IntLIM: integration using linear models of metabolomics and gene expression data.

机构信息

Department of Biomedical Informatics, College of Medicine, The Ohio State University, Columbus, OH, USA.

Biomedical Engineering Undegraduate Program, The Ohio State University, Columbus, OH, 43210, USA.

出版信息

BMC Bioinformatics. 2018 Mar 5;19(1):81. doi: 10.1186/s12859-018-2085-6.

Abstract

BACKGROUND

Integration of transcriptomic and metabolomic data improves functional interpretation of disease-related metabolomic phenotypes, and facilitates discovery of putative metabolite biomarkers and gene targets. For this reason, these data are increasingly collected in large (> 100 participants) cohorts, thereby driving a need for the development of user-friendly and open-source methods/tools for their integration. Of note, clinical/translational studies typically provide snapshot (e.g. one time point) gene and metabolite profiles and, oftentimes, most metabolites measured are not identified. Thus, in these types of studies, pathway/network approaches that take into account the complexity of transcript-metabolite relationships may neither be applicable nor readily uncover novel relationships.
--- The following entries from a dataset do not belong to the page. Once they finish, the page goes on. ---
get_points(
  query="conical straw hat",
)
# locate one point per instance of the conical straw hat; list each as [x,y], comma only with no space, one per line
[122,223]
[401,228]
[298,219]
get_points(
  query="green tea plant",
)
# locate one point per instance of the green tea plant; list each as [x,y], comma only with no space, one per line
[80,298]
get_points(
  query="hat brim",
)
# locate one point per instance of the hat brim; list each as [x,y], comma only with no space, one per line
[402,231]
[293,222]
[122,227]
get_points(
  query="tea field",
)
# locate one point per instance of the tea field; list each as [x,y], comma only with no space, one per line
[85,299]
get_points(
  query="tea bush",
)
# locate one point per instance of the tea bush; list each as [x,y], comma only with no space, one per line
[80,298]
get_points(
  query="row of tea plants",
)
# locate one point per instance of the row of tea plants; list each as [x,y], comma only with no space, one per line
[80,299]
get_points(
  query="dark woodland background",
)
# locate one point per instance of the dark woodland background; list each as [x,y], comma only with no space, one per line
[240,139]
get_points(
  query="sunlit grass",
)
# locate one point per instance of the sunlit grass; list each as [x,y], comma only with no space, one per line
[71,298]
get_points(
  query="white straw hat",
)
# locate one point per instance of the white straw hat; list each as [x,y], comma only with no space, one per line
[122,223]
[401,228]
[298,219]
With this in mind, we propose a simple linear modeling approach to capture disease-(or other phenotype) specific gene-metabolite associations, with the assumption that co-regulation patterns reflect functionally related genes and metabolites.

RESULTS

The proposed linear model, metabolite ~ gene + phenotype + gene:phenotype, specifically evaluates whether gene-metabolite relationships differ by phenotype, by testing whether the relationship in one phenotype is significantly different from the relationship in another phenotype (via a statistical interaction gene:phenotype p-value). Statistical interaction p-values for all possible gene-metabolite pairs are computed and significant pairs are then clustered by the directionality of associations (e.g. strong positive association in one phenotype, strong negative association in another phenotype). We implemented our approach as an R package, IntLIM, which includes a user-friendly R Shiny web interface, thereby making the integrative analyses accessible to non-computational experts. We applied IntLIM to two previously published datasets, collected in the NCI-60 cancer cell lines and in human breast tumor and non-tumor tissue, for which transcriptomic and metabolomic data are available. We demonstrate that IntLIM captures relevant tumor-specific gene-metabolite associations involved in known cancer-related pathways, including glutamine metabolism. Using IntLIM, we also uncover biologically relevant novel relationships that could be further tested experimentally.

CONCLUSIONS

IntLIM provides a user-friendly, reproducible framework to integrate transcriptomic and metabolomic data and help interpret metabolomic data and uncover novel gene-metabolite relationships. The IntLIM R package is publicly available in GitHub ( https://github.com/mathelab/IntLIM ) and includes a user-friendly web application, vignettes, sample data and data/code to reproduce results.

摘要

背景

整合转录组学和代谢组学数据可以改善与疾病相关的代谢组学表型的功能解释,并有助于发现潜在的代谢物生物标志物和基因靶点。因此,这些数据越来越多地在大型(> 100 个参与者)队列中收集,从而需要开发用户友好和开源的方法/工具来进行整合。值得注意的是,临床/转化研究通常提供(例如一个时间点)基因和代谢物谱的快照,并且通常测量的大多数代谢物都没有被识别。因此,在这些类型的研究中,考虑到转录-代谢物关系复杂性的途径/网络方法可能既不适用,也不容易发现新的关系。考虑到这一点,我们提出了一种简单的线性建模方法来捕捉疾病(或其他表型)特有的基因-代谢物关联,假设共调节模式反映了功能相关的基因和代谢物。

结果

所提出的线性模型,代谢物~基因+表型+基因:表型,专门评估基因-代谢物关系是否因表型而异,通过测试一种表型中的关系是否与另一种表型中的关系显著不同(通过基因:表型 p 值的统计交互)。计算所有可能的基因-代谢物对的统计交互 p 值,然后根据关联的方向(例如,一种表型中强烈的正相关,另一种表型中强烈的负相关)对显著的对进行聚类。我们将我们的方法实现为一个 R 包,IntLIM,它包括一个用户友好的 R Shiny 网络界面,从而使非计算专家也能够进行集成分析。我们将 IntLIM 应用于两个先前发表的数据集,一个在 NCI-60 癌细胞系中收集,另一个在人类乳腺肿瘤和非肿瘤组织中收集,这些数据集中都有转录组学和代谢组学数据。我们证明 IntLIM 可以捕获与已知癌症相关途径(包括谷氨酰胺代谢)相关的肿瘤特异性基因-代谢物关联。使用 IntLIM,我们还发现了可能进一步通过实验测试的生物学相关的新关系。

结论

IntLIM 提供了一个用户友好、可重复的框架来整合转录组学和代谢组学数据,并帮助解释代谢组学数据和发现新的基因-代谢物关系。IntLIM R 包在 GitHub 上公开可用(https://github.com/mathelab/IntLIM),并包括一个用户友好的网络应用程序、简介、示例数据和重现结果的代码。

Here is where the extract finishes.